Le implicazioni per la teoria ecologica consolidata sono profonde quanto scomode. Per anni si è dato per scontato che le riserve di piccole dimensioni fossero ecologicamente irrilevanti per i grandi carnivori, utili al massimo per proteggere invertebrati o flora endemica. Jasper Ridge dimostra il contrario: non serve un parco nazionale per innescare una cascata trofica. Serve un predatore. E serve che quel predatore possa arrivarci.
L’82% dimenticato: perché le piccole riserve adesso contano (e chi paga il conto)

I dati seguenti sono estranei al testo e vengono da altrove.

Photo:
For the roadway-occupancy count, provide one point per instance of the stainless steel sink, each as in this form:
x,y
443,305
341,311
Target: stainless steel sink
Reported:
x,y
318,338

Qui il discorso si sposta dalla biologia alla politica della conservazione, e i numeri diventano imbarazzanti. Circa l’82% delle aree protette negli Stati Uniti è più piccolo di 5 chilometri quadrati. Ottantadue volte su cento, quando un’amministrazione o un’agenzia federale rivendica un risultato in termini di “territorio protetto”, sta parlando di superfici che Jasper Ridge basterebbe a rappresentare. Frammenti di natura suburbana, spesso circondati da cemento, che nessuno ha mai preso sul serio come possibili teatri di dinamiche ecologiche significative.

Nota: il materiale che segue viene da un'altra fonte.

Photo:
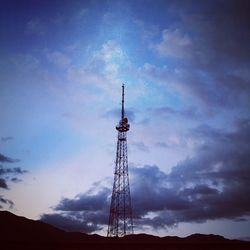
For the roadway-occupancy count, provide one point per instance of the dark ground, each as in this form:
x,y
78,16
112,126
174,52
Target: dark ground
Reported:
x,y
20,233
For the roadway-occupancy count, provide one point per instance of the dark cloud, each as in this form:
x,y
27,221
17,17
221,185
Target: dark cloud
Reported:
x,y
3,183
72,222
140,146
6,202
6,174
209,52
17,170
4,158
204,187
190,113
85,202
85,213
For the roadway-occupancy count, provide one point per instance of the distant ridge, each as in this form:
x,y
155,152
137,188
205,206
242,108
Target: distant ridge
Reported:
x,y
18,232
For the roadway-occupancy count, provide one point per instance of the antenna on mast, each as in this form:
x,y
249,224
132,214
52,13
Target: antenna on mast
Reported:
x,y
122,101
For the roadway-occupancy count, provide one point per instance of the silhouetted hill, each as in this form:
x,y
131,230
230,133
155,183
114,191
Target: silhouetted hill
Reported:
x,y
21,233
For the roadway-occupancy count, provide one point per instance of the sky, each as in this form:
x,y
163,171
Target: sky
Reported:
x,y
185,66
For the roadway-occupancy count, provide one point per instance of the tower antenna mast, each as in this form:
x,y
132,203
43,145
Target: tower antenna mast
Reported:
x,y
120,215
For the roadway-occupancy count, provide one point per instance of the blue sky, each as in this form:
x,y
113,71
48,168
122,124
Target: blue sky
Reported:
x,y
185,65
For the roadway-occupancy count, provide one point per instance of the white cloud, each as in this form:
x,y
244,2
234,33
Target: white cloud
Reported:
x,y
36,27
174,44
58,58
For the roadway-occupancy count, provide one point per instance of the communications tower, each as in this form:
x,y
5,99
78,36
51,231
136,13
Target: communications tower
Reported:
x,y
120,216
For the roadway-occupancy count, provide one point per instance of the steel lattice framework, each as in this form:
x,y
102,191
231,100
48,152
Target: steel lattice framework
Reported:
x,y
120,217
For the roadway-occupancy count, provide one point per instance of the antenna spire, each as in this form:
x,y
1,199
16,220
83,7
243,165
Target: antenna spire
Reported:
x,y
122,101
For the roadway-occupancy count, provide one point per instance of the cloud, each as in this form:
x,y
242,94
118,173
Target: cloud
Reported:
x,y
36,27
7,138
58,58
5,174
3,183
140,146
207,55
116,113
6,159
73,222
174,44
203,187
85,213
6,202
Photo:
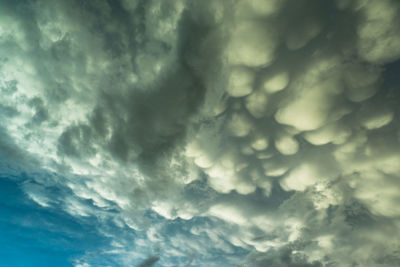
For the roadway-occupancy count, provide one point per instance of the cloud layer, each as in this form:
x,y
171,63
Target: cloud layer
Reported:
x,y
271,124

Lo studio di Sonawane e colleghi ribalta questa gerarchia implicita. Non dice che ogni ritaglio di verde sia un potenziale Yellowstone, ma dice che la taglia non è il destino: una piccola riserva può funzionare se è parte di una rete. Il punto non è quanto è grande il parco, ma se un puma può raggiungerlo senza farsi investire sulla Highway 101. È una questione di connettività, e la connettività costa. Costa in termini di pianificazione territoriale, di espropri, di ponti faunistici, di scelte politiche che mettano i corridoi ecologici sullo stesso piano delle lottizzazioni residenziali. E in un Paese dove la proprietà privata è sacra e i fondi per i parchi sono cronicamente insufficienti, chiedersi chi paga il conto non è un dettaglio: è la domanda centrale.

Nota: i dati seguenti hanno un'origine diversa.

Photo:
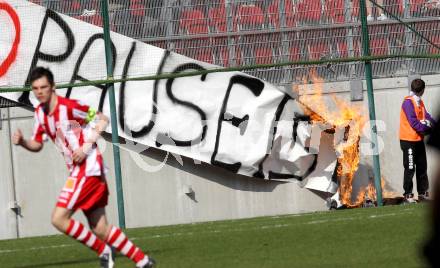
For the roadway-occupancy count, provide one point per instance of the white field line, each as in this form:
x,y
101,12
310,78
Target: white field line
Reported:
x,y
215,231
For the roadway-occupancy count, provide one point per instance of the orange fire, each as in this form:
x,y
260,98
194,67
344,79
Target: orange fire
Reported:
x,y
341,115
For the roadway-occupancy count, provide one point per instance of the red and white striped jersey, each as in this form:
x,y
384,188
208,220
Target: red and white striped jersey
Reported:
x,y
69,126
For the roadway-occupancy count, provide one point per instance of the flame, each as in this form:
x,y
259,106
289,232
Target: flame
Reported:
x,y
343,115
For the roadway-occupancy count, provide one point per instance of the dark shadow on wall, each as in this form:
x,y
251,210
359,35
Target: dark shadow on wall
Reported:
x,y
208,171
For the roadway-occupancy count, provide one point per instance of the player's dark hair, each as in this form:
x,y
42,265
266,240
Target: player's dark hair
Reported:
x,y
417,85
40,72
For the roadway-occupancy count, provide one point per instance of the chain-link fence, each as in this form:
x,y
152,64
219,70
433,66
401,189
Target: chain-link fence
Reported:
x,y
253,32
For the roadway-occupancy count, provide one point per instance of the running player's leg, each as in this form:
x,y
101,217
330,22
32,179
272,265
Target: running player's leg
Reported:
x,y
62,220
114,237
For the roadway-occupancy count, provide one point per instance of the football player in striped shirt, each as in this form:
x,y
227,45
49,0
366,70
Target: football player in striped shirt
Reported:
x,y
75,127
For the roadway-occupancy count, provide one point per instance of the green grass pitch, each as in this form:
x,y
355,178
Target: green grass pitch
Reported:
x,y
372,237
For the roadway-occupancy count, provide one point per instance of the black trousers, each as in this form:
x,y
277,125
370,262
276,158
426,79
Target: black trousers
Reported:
x,y
414,161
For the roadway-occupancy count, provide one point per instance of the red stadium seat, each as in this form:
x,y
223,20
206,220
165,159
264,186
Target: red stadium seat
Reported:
x,y
415,6
355,8
334,10
224,53
309,10
38,2
194,22
379,46
263,55
274,13
317,51
342,49
294,53
217,18
205,55
137,9
433,49
396,7
250,17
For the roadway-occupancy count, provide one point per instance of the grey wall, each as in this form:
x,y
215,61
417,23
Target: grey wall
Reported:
x,y
158,198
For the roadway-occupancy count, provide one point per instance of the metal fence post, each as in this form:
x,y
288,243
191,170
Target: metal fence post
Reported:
x,y
114,122
371,106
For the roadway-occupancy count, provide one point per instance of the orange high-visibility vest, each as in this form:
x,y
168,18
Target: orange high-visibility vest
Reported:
x,y
407,133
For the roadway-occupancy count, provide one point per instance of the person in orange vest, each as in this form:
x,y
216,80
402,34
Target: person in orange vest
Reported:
x,y
415,122
433,243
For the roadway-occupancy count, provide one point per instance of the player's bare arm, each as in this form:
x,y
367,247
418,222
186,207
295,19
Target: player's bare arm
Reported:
x,y
28,144
81,153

La Jasper Ridge Biological Preserve non è un’eccezione che conferma la regola: è un campanello d’allarme. Se un puma in un rettangolo di terra suburbana può far esplodere la vegetazione di 64 volte in meno di due decenni, allora forse abbiamo sottovalutato il potenziale di migliaia di altre aree protette che oggi vengono trattate come zone cuscinetto o, peggio, come parchi urbani senza ambizioni ecologiche. La domanda ora non è più se i piccoli parchi contino, ma quanto siamo disposti a investire affinché possano funzionare davvero. E la risposta, per ora, non c’è. O meglio: c’è, ma è scritta nei bilanci che nessuno vuole aumentare.
Il puma di Stanford ha riscritto le regole: la taglia non è il destino. Ma senza connettività, anche la più spettacolare delle cascate trofiche resta un fuoco di paglia. La partita vera si gioca fuori dai confini delle riserve, sui terreni privati che separano un parco dall’altro, sulle strade che attraversano i corridoi migratori, sulle scelte urbanistiche che decidono se un frammento di chaparral diventerà un vialetto o un passaggio per i predatori. E il tempo stringe.